Mohon tunggu...
ARSaleh
ARSaleh Mohon Tunggu... Pensiunan ASN

Pensiunan ASN, hobi menulis cerpen/novel/opini. Terkadang menulis ilmu pengetahuan. Mohon maaf, belakangan ini saya tidak konsisten mengunggah Cerbung saya karena sistemnya sering error, katanya karena padatnya traffic.
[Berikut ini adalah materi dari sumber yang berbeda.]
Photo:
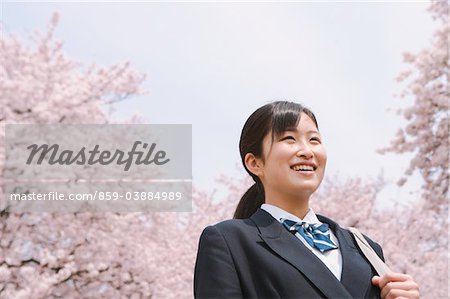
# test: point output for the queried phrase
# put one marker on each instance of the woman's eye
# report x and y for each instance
(288, 137)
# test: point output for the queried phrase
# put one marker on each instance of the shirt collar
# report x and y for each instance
(279, 213)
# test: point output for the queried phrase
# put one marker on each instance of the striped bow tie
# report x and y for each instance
(317, 235)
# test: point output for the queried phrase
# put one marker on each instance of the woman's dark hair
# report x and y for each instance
(277, 117)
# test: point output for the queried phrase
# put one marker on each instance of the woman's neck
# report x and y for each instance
(298, 205)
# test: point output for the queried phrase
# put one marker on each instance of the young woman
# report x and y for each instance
(277, 247)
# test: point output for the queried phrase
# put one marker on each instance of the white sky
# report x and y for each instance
(212, 64)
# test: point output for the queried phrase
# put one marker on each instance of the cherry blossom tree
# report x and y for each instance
(427, 131)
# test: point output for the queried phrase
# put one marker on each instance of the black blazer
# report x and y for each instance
(258, 258)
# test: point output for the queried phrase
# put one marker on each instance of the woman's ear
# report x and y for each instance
(254, 165)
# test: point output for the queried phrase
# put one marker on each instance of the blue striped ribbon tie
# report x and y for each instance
(317, 235)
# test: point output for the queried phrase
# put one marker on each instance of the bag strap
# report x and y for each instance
(380, 267)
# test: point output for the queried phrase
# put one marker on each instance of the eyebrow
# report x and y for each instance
(308, 132)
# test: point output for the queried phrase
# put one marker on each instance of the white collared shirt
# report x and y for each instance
(331, 258)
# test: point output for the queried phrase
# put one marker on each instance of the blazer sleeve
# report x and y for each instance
(215, 274)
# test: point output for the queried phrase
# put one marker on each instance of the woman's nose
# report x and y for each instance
(305, 151)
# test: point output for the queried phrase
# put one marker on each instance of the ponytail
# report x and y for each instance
(250, 201)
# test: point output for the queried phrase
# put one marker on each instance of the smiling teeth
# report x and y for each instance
(303, 167)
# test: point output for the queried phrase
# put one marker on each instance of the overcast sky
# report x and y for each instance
(212, 64)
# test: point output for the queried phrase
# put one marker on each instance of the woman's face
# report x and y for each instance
(295, 162)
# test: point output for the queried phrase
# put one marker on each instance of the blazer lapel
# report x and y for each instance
(287, 246)
(356, 272)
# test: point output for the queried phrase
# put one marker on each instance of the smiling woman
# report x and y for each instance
(277, 247)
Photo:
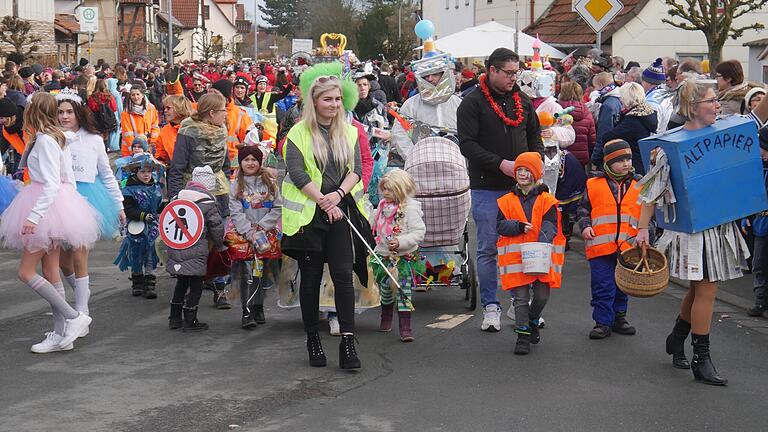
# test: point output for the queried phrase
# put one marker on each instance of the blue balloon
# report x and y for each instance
(424, 29)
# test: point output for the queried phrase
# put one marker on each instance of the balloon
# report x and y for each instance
(424, 29)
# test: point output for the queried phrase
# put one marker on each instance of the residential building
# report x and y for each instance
(41, 14)
(637, 33)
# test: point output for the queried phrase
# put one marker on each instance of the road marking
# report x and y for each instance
(447, 322)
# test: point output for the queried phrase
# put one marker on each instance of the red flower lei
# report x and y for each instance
(497, 109)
Jadi bukan saya sengaja terlambat.

Selanjutnya

Tutup

Cerbung

Jejak Pustakawan - Bagian 13, 14, dan 15

12 September 2025   23:34 Diperbarui: 12 September 2025   23:34 25
+
Laporkan Konten
Laporkan Akun
Kompasiana adalah platform blog. Konten ini menjadi tanggung jawab bloger dan tidak mewakili pandangan redaksi Kompas.
Lihat foto
Dibuat menggunakan Chat GPT

Bab 13: Ujian yang Datang dari Arah yang Tidak Kuduga

Orang sering mengira ujian terberatku terjadi di kampus---saat mengejar nilai, menghadapi bahasa asing, atau beradaptasi dengan budaya yang serba berbeda.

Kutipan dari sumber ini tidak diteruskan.